UniquenessCheck the field if you want to check that the column's data is unique.
NullableCheck the field if you want to check that the column's data null or not.
SQL ValidationSpecify the SQL validation rule.
Partition ColumnCheck the field if the column is included in partition columns.
Inherit column and datatypeThis property is included in additional settings dropdown. In this property, there are total 5 derivation strategies and from this user can select any one derivation strategy. By default, Source is selected. Five derivation strategy includes:
1. Source: Select this option if you want to inherit datatype and columns from source and want to do validation using source datatype. Effective schema will be considered based on source and schema section.
2. Inherit source data types and do not apply validation using them: Select this option if you want to inherit datatype and columns from source but do not want to perform validation using source datatype. Effective schema will be considered based on source and schema section.
3. Target: Select this option if you want to inherit datatype and columns from target and want to do validation using target datatype. Effective schema will be considered based on target and schema section.
4. Inherit target data types and do not apply validation using them: Select this option if you want to inherit datatype and columns from target data but do not want to perform validation using target datatype. Effective schema will be considered based on target and schema section.
5. Schema: Select this option if you do not want to inherit datatype and columns from source data as well as from target data. Effective schema will be considered from validation and transformation section.
For more information how these strategies work follow this link.
Global discardThis property is available in additional settings dropdown. If this property is checked then Guzzle will do validation based on data type, uniqueness, nullable and SQL validation fields and discard respective data from the table.
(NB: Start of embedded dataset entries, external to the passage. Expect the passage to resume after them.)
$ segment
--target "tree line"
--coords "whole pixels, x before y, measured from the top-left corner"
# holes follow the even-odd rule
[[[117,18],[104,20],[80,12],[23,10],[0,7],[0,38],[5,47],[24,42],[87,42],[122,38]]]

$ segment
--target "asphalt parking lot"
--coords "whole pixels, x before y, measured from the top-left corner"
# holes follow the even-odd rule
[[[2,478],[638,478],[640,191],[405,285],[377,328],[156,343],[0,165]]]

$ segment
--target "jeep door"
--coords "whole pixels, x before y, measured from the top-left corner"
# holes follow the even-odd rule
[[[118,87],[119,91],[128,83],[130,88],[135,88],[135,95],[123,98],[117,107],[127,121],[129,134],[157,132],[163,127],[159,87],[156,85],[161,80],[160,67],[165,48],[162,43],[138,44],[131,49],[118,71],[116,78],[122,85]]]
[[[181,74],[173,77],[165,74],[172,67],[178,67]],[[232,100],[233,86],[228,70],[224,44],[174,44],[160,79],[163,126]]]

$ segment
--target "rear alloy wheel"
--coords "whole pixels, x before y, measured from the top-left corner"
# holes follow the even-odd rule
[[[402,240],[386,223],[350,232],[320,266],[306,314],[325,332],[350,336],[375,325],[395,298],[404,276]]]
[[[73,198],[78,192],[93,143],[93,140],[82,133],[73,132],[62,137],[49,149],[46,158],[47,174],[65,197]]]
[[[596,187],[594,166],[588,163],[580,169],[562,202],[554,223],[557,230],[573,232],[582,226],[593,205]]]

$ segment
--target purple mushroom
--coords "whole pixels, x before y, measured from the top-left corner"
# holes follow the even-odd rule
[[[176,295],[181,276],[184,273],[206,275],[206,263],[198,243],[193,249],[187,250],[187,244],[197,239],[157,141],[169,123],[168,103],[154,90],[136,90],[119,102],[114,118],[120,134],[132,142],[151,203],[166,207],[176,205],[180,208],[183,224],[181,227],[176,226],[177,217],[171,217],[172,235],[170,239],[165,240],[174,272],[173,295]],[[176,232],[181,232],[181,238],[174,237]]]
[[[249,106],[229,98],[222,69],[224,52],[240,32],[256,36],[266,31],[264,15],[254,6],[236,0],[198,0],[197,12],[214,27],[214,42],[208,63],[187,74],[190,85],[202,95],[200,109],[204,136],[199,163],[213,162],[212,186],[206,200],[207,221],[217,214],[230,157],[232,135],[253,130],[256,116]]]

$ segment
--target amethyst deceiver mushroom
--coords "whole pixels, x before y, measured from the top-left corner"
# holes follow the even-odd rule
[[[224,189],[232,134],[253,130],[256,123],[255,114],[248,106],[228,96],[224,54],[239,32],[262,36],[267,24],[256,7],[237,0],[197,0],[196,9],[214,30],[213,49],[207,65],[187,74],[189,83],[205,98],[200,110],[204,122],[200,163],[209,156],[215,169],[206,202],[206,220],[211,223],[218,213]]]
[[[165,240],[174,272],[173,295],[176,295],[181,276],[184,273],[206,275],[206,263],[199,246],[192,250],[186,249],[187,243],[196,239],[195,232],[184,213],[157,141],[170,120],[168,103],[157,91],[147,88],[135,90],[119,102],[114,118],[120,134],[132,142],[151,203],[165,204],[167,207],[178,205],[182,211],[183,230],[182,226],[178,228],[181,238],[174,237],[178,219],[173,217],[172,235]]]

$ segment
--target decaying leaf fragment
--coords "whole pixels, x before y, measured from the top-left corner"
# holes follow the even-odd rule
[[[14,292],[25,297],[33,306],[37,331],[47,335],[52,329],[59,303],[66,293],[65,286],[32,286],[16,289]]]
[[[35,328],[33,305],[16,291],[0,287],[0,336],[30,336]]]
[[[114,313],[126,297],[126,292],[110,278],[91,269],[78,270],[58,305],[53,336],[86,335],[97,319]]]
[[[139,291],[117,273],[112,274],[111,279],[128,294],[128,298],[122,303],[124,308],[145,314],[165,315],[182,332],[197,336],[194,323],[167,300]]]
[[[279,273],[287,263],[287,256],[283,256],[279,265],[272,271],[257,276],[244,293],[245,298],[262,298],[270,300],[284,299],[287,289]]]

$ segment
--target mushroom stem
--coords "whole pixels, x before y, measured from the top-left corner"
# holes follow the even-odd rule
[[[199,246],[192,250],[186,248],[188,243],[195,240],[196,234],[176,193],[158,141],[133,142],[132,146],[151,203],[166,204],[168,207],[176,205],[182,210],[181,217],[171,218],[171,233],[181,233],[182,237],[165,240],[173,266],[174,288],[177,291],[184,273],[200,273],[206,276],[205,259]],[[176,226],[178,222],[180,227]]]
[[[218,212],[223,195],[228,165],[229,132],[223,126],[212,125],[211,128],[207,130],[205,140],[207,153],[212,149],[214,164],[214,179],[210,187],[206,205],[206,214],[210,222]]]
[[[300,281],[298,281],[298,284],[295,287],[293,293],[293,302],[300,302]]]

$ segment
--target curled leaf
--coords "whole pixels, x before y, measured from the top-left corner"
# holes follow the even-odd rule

If not checked then user can select discard setting options from setting button from Guzzle UI.

The interface of the validation and transformation section#

Example of Transformation

  • Below is the source data in csv format, and we define a new column full_name in the name field, and in the transformation field, we will concatenate first_name and last_name and validate datatype is true as shown in the above image.
id,first_name,last_name,gender
1,Harry,Potter,M
2,Ron,Wisley,M
3,Hermoine,Granger,F
  • In the transformation field, concatenate rule will be written like below:
concat(firt_name,last_name)
  • After successfully running this job, in the target table, a new column will be created with full_name.